とはいえ、大学生の子どもが2人いて、家のローンも残っています。これからも、いかに健康で長くいい仕事をするかがAさん個人の最大のテーマです。
Aさんが最近気にしているのが「血圧」です。若い頃と比較して少しお腹は出てきたものの、まだ肥満というほどではない、とAさんは思っています。ただ、毎年少しずつ血圧が高くなってきており、健康診断の度に指摘されるのです。

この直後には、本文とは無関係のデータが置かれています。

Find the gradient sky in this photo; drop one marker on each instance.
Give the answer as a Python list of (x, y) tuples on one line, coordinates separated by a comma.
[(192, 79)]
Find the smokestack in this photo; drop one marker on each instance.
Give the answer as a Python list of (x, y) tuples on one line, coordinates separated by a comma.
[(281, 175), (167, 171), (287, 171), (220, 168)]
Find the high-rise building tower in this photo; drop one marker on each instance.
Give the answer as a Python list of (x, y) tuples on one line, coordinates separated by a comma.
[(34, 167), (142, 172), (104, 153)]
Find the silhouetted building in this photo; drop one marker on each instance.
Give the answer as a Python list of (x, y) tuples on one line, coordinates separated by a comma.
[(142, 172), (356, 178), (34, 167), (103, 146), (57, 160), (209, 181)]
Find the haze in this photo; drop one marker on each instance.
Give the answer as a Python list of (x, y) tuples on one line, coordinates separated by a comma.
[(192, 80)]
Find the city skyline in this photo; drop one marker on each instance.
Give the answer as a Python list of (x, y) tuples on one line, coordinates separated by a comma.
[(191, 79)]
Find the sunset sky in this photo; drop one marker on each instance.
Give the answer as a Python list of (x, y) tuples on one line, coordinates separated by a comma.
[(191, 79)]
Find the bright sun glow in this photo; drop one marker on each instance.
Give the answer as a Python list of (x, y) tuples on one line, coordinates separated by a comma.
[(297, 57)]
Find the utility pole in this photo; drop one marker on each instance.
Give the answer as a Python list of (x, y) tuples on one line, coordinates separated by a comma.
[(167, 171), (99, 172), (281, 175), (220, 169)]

奥さんからも「一度、ちゃんと病院で診てもらってよ。脳の血管が切れたりしたら大変よ」と脅かされます。しかし、どうも気が進みません。同僚に、「血圧の薬は一度飲み始めたらやめられない」とか「薬によって血圧が下がりすぎてしまうこともあって、飲み方が難しい」などと聞かされているからです。
「血圧が高めの人」の隠された大問題
Aさんはときどき家で血圧測定をしています。だいたい上(収縮期)の血圧が145前後、下(拡張期)の血圧が90前後ということですから、医学的には立派な高血圧です。でも、とくに辛い症状もないため、薬を飲むのは抵抗があるようです。

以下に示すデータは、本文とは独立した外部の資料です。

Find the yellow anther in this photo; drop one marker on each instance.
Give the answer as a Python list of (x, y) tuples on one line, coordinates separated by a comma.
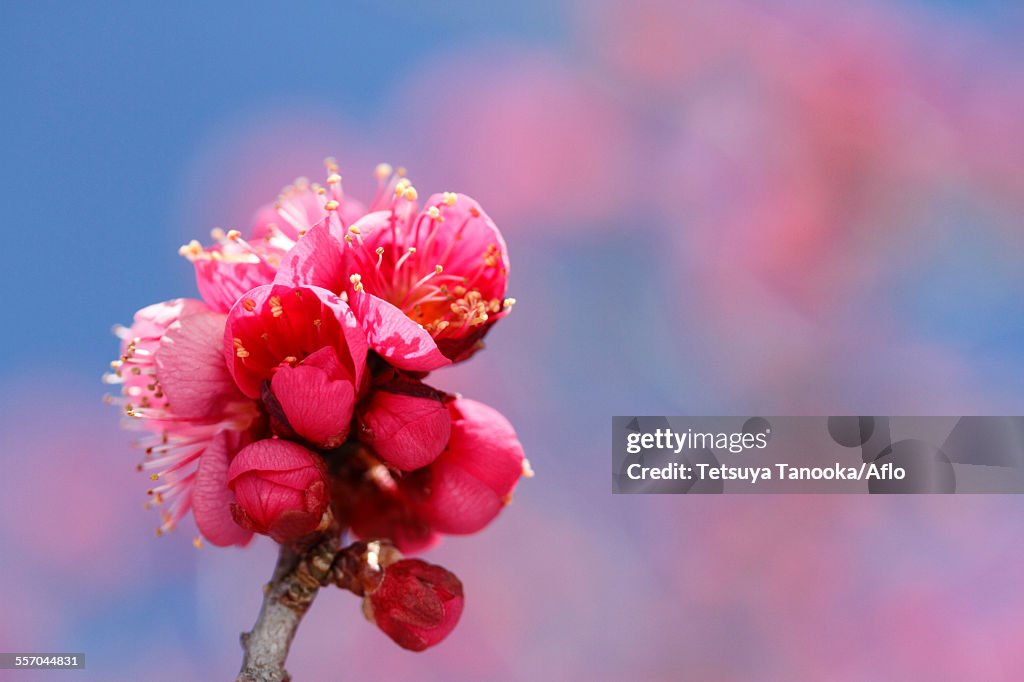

実は、Aさんくらいの血圧の人は働き盛りの世代にはごまんといて、その多くが彼のように“煮え切らない態度”をとっています。自分の血圧について、内心ではとても気になっているけれど、「大丈夫さ」と鷹揚に振る舞っているのです。
さらに彼らは、「血圧は下げないほうがいい」などと主張する怪しい書籍や雑誌記事を見つけては、自分に都合のいい解釈をして安心しているケースが多くあります。
その気持ち、わからないでもありません。私自身は降圧剤を服用して血圧をコントロールしていますが、もし医者でなかったら、「薬は飲みたくない」と考えるかもしれません。

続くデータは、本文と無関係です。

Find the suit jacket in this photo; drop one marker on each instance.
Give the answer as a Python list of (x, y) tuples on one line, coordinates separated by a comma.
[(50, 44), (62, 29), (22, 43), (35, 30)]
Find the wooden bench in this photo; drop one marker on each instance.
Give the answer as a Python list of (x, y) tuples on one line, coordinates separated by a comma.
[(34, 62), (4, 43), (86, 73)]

しかし、腎臓について知っていれば、とてもそんな危ない橋は渡れません。Aさんも、早い段階での投薬治療が必要です。
Aさんの奥さんが心配しているように「脳の血管が切れるから」ではありません。145くらいの血圧では、そうそう簡単に脳の血管が切れたりはしません。まだ40代のAさんにとって、脳の血管が切れやしないか心配だとか、でも薬はなるべく飲みたくないとか、そんなところに引っかかっている場合ではないのです。
血圧が高いと、それが「高値血圧」に分類されるようなレベルであっても、気づかぬうちに解毒の要である腎臓がじわじわ悪くなっていきます。そして、気づいたときには取り返しのつかないことになります。これが大問題なのです。